Although interventions delivered in school settings have the potential to improve children’s health and well-being, the implementation of effective interventions in schools presents challenges.
Schools and teachers are already under a lot of pressure to meet the demands of the curriculum and the greater responsibilities for improving health and well-being further add to these pressures. Previous research suggests that a partnership with head teachers giving greater ownership and choice to select interventions that align with existing school needs could improve the implementation and maintenance of these projects.
The aim of this study was to explore whether providing head teachers choice in the type of intervention components they could deliver influenced the projects uptake, effectiveness, how well it was delivered and whether it was sustained.
A sample of primary schools were provided with a choice of five evidence-based physical activity interventions: Playground scrap-store, daily classroom refreshers, alternative after-school clubs, parent and child after-school activities and an ‘In the Zone’ playground intervention.
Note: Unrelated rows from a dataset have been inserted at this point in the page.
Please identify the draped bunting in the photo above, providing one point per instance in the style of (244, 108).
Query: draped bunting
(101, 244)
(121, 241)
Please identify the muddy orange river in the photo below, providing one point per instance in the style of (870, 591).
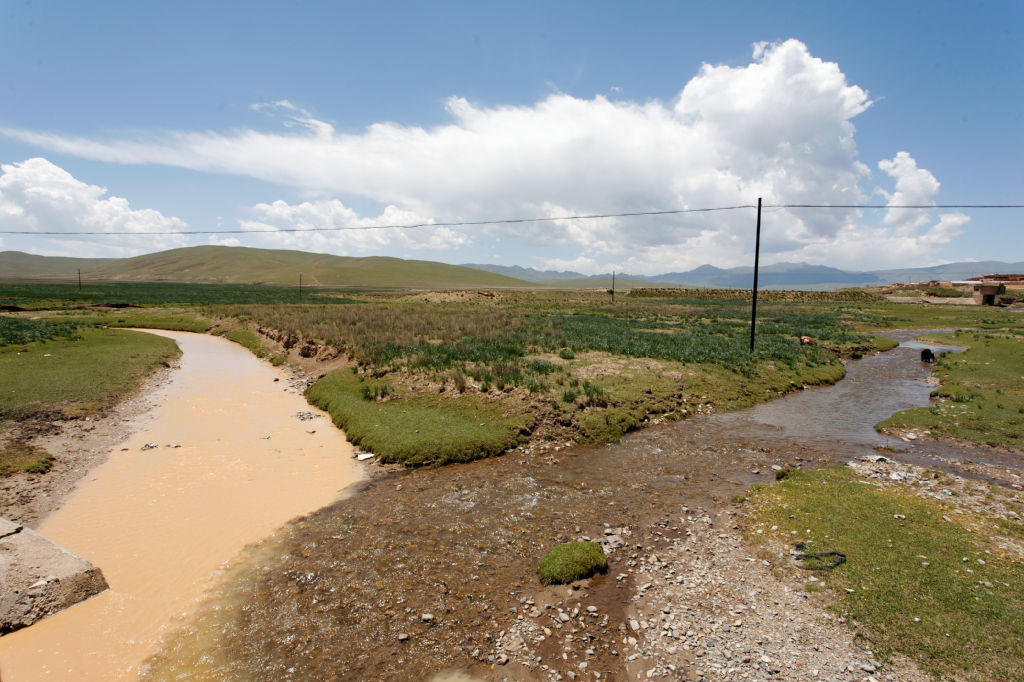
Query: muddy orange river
(163, 522)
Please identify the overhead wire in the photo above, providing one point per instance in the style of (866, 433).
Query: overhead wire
(507, 221)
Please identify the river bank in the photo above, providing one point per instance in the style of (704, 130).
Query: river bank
(227, 455)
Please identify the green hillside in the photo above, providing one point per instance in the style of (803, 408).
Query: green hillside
(245, 265)
(16, 265)
(622, 284)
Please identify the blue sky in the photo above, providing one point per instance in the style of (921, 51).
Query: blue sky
(155, 117)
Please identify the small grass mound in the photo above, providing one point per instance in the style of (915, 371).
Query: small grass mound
(415, 430)
(918, 584)
(254, 343)
(571, 561)
(75, 377)
(982, 396)
(16, 458)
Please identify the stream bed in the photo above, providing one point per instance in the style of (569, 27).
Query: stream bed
(226, 456)
(342, 594)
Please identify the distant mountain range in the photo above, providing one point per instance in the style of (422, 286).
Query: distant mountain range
(779, 275)
(245, 265)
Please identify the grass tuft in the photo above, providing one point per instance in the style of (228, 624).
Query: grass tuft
(571, 561)
(16, 458)
(905, 580)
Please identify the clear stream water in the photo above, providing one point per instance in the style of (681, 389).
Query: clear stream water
(326, 597)
(329, 596)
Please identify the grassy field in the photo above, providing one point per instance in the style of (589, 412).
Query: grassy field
(47, 296)
(259, 266)
(585, 370)
(914, 583)
(415, 429)
(981, 397)
(70, 377)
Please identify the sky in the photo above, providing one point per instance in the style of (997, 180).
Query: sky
(284, 125)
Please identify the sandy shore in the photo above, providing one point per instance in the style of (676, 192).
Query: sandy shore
(225, 457)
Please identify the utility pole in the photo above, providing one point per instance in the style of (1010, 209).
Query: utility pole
(757, 257)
Fitness and physical activity measurements were taken before and after the three-month interventions and head teachers, coaches and pupils were interviewed to discuss their thoughts.
- All schools adopted different intervention components; alternative after-school clubs, parent and child after-school activities and daily classroom refreshers (a short activity done together, building class unity)
- Head teachers welcomed greater autonomy and choice in developing school-based interventions and appreciated the more collaborative approach.
- Mixed results were reported for the effectiveness and maintenance of the interventions adopted according to the fitness and physical activity results.
- The main facilitators for improving implementation included coach consistency and enthusiasm, alignment with existing curriculum, a positive school lead to champion the project, inclusivity, and autonomy.
- Allowing pupils choice and promoting a positive school environment were key factors for enhancing engagement.
Dr Danielle Christian, who led the research, stated that: “When designing complex interventions, such as school-based health interventions, it is important to look at the whole picture including the adoption, implementation and maintenance in order to assess the full effectiveness of the project. If head teachers do not want to implement the intervention, or pupils do not engage, the intervention ceases to be as effective as it could have been, and this study demonstrated the importance of understanding these barriers to improve school-based projects in the future.”
Professor Sinead Brophy added: “This study clearly shows the importance of including both pupils and head teachers in the design of future interventions to improve the adoption, engagement and delivery of school-based heath interventions.”
This research aligns closely with our primary school network (Health and Attainment of Pupils in a Primary Education Network: HAPPEN www.happen-wales.co.uk). HAPPEN was built in response to the need for a more collaborative approach to improving health and well-being of children in Wales. Collaboration between researchers, teachers, head teachers and pupils has ensured the network’s success to date. It is clear from this research and our wider research that one size does not fit all in school settings and involving head teachers, teachers and pupils in both the design and delivery of interventions is crucial to their success.